Been pondering this for the last few days. Then last night, Bogmali told me you can't have two different series cards folding in the same machine. I googled it and he was right, for the most.

But talking to Alexp999, and he suggested two separate clients folding on the same machine. This makes sense as the cards wont interfere with eachother...

Hypothetically, my P5Q-E with:

"GTX260" folding in PCI-E slot 1 (x16) - Folding when im not using PC, then paused when iam
"Other Card" in PCI-E slot 3 (x4) - Folding 24/7

Would this work with any card? 8series, 9series, GTXseries?


----------



## mike047 (Jun 7, 2009)

MoonPig said:


> Hey,
> 
> Been pondering this for the last few days. Then last night, Bogmali told me you can't have two different series cards folding in the same machine. I googled it and he was right, for the most.
> 
> ...



I use separate clients for all my cards.  I have two boxes with mixed cards.  one has 2x250 and a 9600gso. Another box has 260's with 1-192 and 2-216.


----------



## MoonPig (Jun 7, 2009)

hmmm... tempted to just get a second card, rather than a separate folder...

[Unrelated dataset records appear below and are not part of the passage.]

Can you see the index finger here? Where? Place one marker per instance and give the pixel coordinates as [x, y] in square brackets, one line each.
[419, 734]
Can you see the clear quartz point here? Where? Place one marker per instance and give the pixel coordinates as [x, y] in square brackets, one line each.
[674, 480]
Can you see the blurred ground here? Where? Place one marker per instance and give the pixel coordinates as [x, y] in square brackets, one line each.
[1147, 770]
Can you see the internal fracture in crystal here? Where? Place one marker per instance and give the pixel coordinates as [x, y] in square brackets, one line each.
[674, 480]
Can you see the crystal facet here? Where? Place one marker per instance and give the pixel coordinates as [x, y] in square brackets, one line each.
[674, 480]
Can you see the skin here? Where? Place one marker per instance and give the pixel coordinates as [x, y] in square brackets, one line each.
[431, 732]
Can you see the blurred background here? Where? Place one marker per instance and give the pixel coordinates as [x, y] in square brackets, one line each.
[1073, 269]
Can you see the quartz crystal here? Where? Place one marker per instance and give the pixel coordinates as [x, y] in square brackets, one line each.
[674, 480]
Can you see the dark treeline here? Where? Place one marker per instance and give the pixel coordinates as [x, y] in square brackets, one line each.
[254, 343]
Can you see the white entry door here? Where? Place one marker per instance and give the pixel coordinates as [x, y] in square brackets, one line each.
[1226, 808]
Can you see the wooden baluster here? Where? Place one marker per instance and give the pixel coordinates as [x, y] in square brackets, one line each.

I have a mate with a 9500GS that used no extra power. Should be good.


----------



## MoonPig (Jun 8, 2009)

So, lets say i had my GTX260 and got an 8800GT, what would i do to have them both running?

My dream (lol) is to have the 8800GT running 24/7. Then the GTX260 running like it is now, folding, then paused if i want to play a game or watch a video.


----------



## afw (Jun 8, 2009)

hey guys .... i know very little about folding@home ..... and  i have seen many here participating on it ?? do u'll get paid for doing so .... ?? or  is it just a service/help we r offering ?? 

 im sorry ... i hav posted something unrelated to this thread .... just eager to knw .... appreciate ur help ...   thanx


----------



## MoonPig (Jun 8, 2009)

no, we don't get paid. Wish i did 

It's either because we think/want to help, or were in competition to get 1st place.

I personally do it as i think it will make a difference.


----------



## BUCK NASTY (Jun 8, 2009)

MoonPig said:


> So, lets say i had my GTX260 and got an 8800GT, what would i do to have them both running?
> 
> My dream (lol) is to have the 8800GT running 24/7. Then the GTX260 running like it is now, folding, then paused if i want to play a game or watch a video.



You can mix cards with similar architectures. 8xxx and 9xxx can be mixed with GTS250 only. GTX 2XX cards are a different design and will error out if mixed with 128sp and lower cards. Many have tried and reported the client crashing within a few minutes. I always run identical cards in the same rig to avoid conflicts.


----------